A Polícia Civil do Distrito Federal (PCDF) concluiu que o ex-presidente Jair Bolsonaro (PL) não cometeu crime no caso da pistola apreendida com um agente do GSI durante uma blitz da Polícia Militar do Distrito Federal (PMDF), em Taguatinga
Em relatório encaminhado ao Supremo Tribunal Federal (STF), a 17ª Delegacia de Polícia (Taguatinga Norte) concluiu que Bolsonaro não foi indiciado porque não foram encontrados elementos que caracterizassem o crime de posse ilegal de arma de fogo.

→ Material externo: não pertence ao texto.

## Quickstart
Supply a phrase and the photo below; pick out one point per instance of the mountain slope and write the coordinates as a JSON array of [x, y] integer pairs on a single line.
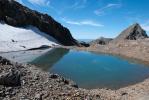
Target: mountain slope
[[13, 13], [133, 32], [15, 39]]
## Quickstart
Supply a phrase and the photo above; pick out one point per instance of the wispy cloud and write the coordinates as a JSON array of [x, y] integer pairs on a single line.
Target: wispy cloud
[[101, 11], [84, 22], [79, 4], [20, 1], [145, 25], [40, 2]]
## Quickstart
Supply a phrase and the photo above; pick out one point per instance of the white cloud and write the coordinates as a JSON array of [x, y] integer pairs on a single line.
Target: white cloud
[[78, 4], [145, 26], [102, 10], [40, 2], [20, 1], [84, 22]]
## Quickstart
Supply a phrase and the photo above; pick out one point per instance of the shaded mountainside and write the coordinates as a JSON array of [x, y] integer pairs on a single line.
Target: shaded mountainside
[[13, 13], [134, 32]]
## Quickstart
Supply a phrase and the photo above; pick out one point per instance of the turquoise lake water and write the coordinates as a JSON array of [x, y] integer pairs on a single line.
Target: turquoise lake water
[[92, 70]]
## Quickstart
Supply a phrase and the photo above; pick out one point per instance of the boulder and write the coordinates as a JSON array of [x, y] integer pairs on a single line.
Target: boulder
[[11, 78]]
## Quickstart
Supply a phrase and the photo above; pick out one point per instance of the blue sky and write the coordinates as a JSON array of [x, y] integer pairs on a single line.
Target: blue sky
[[90, 19]]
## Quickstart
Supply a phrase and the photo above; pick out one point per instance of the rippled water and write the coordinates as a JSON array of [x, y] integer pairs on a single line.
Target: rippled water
[[91, 70]]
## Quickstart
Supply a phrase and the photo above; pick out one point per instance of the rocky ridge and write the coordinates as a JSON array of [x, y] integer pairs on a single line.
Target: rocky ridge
[[133, 32], [15, 14]]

Segundo os investigadores, a pistola tinha registro válido, confirmado pelo Exército, e não havia restrições que impedissem o ex-presidente de mantê-la em sua residência.
Já o agente do GSI Estácio Leite da Silva Filho foi indiciado por porte ilegal de arma de fogo de uso restrito. Para a PCDF, embora tivesse porte funcional, ele transportava uma arma registrada em nome de terceiro, em desacordo com o Estatuto do Desarmamento.
“Face ao exposto resta evidente a participação do investigado na empreitada criminosa, pelo qual, com fundamento no art. 2°, §6º da Lei nº 12.830/ 13 e no art. 6° do Código de Processo em virtude da materialidade e dos indícios de autoria colhidos nos presentes autos, indicio ESTÁCIO LEITE DA SILVA FILHO como incurso nas penas do Artigo 16, ‘caput’, c/c Artigo 20, incis Lei 10.826/03”, salientou o relatório do delegado Thiago Boeing.
Saiu sem permissão
Em depoimento à Polícia Civil do Distrito Federal (PCDF), Jair Bolsonaro afirmou que possuía registro da pistola por ser capitão do Exército. O ex-presidente contou que, quando foi alvo de uma operação da Polícia Federal (PF), em julho do ano passado, todas as armas que possuía foram apreendidas.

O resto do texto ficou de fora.